LATC Support Action - May 2011 - v0.2

NoSQL solutions for

Linked Data processing


Michael Hausenblas, DERI, NUI Galway

In this article I’m going to discuss a number of NoSQL systems with regard to their Linked Data processing capabilities. The goal is to give developers and system architects a quick overview and help them assess if and to what extent they can use a certain NoSQL system for storing, querying and exposing RDF data. I will not take dedicated RDF databases into account, as there are plenty of resources available comparing them. As well out of scope are solutions based on relational databases, as this is the topic of another of my activities, the RDB2RDF mapping standardisation.

Table of Contents

Candidates

   BigQuery | Cassandra | CouchDB

   Hadoop | HBase | MongoDB

   Neo4j | SimpleDB |Riak | Others

Summary

Appendix

Setting the stage

A good starting point to dive into the topic is Arto Bendiken’s excellent write-up on ‘How RDF Databases Differ from Other NoSQL Solutions’ as well as Sandro Hawke’s ‘RDF meets NoSQL’. I’ll first briefly introduce the NoSQL systems, then describe RDF plug-ins or the like I’ve found for them and then conclude with some general observations.

Who should read this?

If you’re a developer or system architect who either already uses one of the NoSQL systems below or you think about using one of them, and you want to process RDF data or make your data available as Linked Data, then you should continue reading.

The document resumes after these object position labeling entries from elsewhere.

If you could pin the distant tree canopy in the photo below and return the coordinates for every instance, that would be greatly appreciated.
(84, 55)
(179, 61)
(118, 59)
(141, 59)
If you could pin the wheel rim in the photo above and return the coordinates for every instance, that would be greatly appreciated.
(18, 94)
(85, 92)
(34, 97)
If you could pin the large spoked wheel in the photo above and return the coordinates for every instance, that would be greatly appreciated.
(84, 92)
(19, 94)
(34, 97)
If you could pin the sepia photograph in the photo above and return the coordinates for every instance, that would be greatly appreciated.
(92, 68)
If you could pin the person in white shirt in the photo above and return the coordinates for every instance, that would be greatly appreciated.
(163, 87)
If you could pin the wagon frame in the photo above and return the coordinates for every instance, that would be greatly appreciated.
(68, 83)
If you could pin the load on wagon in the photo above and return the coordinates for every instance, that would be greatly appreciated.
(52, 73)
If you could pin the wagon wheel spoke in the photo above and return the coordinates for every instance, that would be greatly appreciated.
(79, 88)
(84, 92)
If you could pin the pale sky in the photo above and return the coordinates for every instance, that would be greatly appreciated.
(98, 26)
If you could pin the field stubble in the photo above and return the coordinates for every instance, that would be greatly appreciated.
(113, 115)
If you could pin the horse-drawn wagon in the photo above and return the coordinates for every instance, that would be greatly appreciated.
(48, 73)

How were the NoSQL systems selected?

I’m not very strict regarding the NoSQL systems I consider here: both stuff you can download and run on your machines and cloud computing offerings are relevant, as long as someone has provided an RDF processing plug-in for it or has done an experiment with processing RDF on the system.

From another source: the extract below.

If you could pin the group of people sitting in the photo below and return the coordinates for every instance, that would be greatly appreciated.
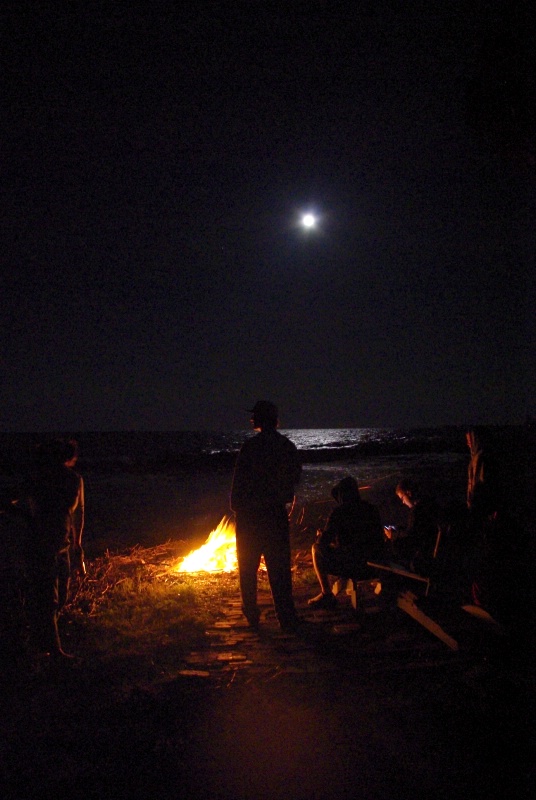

To a lesser extent, the observations exhibited here are based on my own experiments, the majority of the information presented in this article is based on work other people have done and is typically available via blog posts, academic publications or software documentations. All errors and omissions are mine.

Candidates

In the following I’ll quickly introduce each of the original NoSQL systems and then describe the Linked Data processing capabilities.

BigQuery

Summary

BigQuery is a web service that enables you to do interactive analysis of massively large datasets.

Provider

Google

Maturity

Available since 2010; in Google Code Labs status

Development

Java, Python, shell, curl

Type

cloud computing IaaS offering

Usage

Terms of Services, Quota

BigQuery is a cloud computing offering by Google, a rather new player in town. It is supposed to complement MapReduce jobs in terms of interactive query processing and was introduced together with Google Storage and the Google Prediction API in early 2010.

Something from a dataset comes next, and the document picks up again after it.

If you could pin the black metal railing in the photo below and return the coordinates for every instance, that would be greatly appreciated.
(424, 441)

In late 2010 I coded up bigquery-linkeddata, a Python-based service and set of tools that allows to load RDF/N-Triples content into Google Storage as well as exposing an endpoint allowing to query the data in BigQuery's SELECT syntax (no SPARQL-to-SQL mapping available so far).

Cassandra

Summary

The Apache Cassandra Project develops a highly scalable second-generation distributed database, bringing together Dynamo's fully distributed design and Bigtable's ColumnFamily-based data model.

Provider

Apache (was: Facebook)

Maturity

Open-sourced in July 2008, now an Apache top-level project

Development

Java

Type

stand-alone distributed database management system

Usage

Available under ASF 2.0

Cassandra is an established NoSQL system used by some relevant companies including CISCO, Facebook and Rackspace.

There is a Cassandra storage adaptor for RDF.rb available, developed by Arto Bendiken. The RDF.rb lib with Cassandra is also used in Dydra, an RDF cloud service Arto is involved in.

The other work I’m aware of in this area is by Günter Ladwig and Andreas Harth: they developed Cumulus, which uses Cassandra.

CouchDB

Summary

Apache CouchDB is a document-oriented database written in the Erlang; it can be queried and indexed in a MapReduce fashion.

Provider

Apache

Maturity

Open-sourced in February 2008, now an Apache top-level project

Development

JavaScript (default), PHP, Ruby, Python, Erlang

Type

stand-alone document-oriented database

Usage

Available under ASF 2.0

CouchDB is another established distributed, schema-free NoSQL system that manages the data as a collection of JSON documents and is used by Ubuntu, Couchbase and many more.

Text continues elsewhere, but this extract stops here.